MKL Itanium 2 Performance

tcrony70 · ‎04-27-2006

I was looking at a variety of information and was trying to determine what the theoretical peak performance for an Itanium 2 (1.5 GHz) is.

From some information I found on various web sites, it would appear that for double precision floating point data, the peak would be 6 GFlops and 12 GFlops for single precision data (based on the 4 floating point units available for single precision). Is this correct?

However, there is a performance graph for DGEMM on one of the MKL pages which shows a performance of more than 6 GFlops (single CPU).
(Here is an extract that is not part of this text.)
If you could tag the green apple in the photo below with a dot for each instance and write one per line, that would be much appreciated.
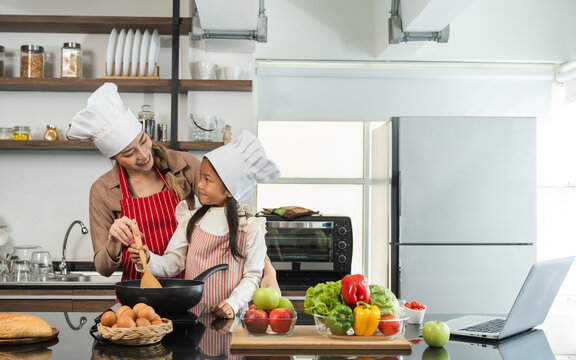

Can someone help clarify this?

Thanks,

Tim

Todd_R_Intel · ‎04-27-2006

I'll investigate the performance on our website. It may be an error (perhaps with the clock speed reported).

For both single and double precision, the theoretical peak of an Itanium 2 processor is 6 GFLOPS.

Todd

tcrony70 · ‎04-28-2006

Thanks for the response.

Does this mean that there are not 4 floating point units capable of doing single precision arithmetic as I saw in several places on the web or that only 2 can act in a any given cycle (since I would have to believe that they can do a fused multiply and add).

TimP · ‎04-28-2006

Yes, that's based on retiring 2 fused multiply-add instructions per clock cycle.

tcrony70 · ‎04-28-2006

So what would be the point of having 4 floating point units that can handle short precision if one can still only retire 2 floating point instructions per clock cycle?

TimP · ‎04-28-2006

You put Itanium 2 in the title. With Itanium 1, in principle, it was possible to execute SSE instructions. If your goal is to execute SSE code efficiently, surely Itanium 2 is not your vehicle.

Intel_C_Intel · ‎05-01-2006

The data you saw was erroneously labeled as being 1.5 GHz, but was, in fact 1.6 GHz, which explains why the performance exceeded 6 GFLOPS on DGEMM. The maximum performance in either single precision or double precision, as mentioned elsewhere, is 4 floating point operations per clock, or 2 FMAs per clock.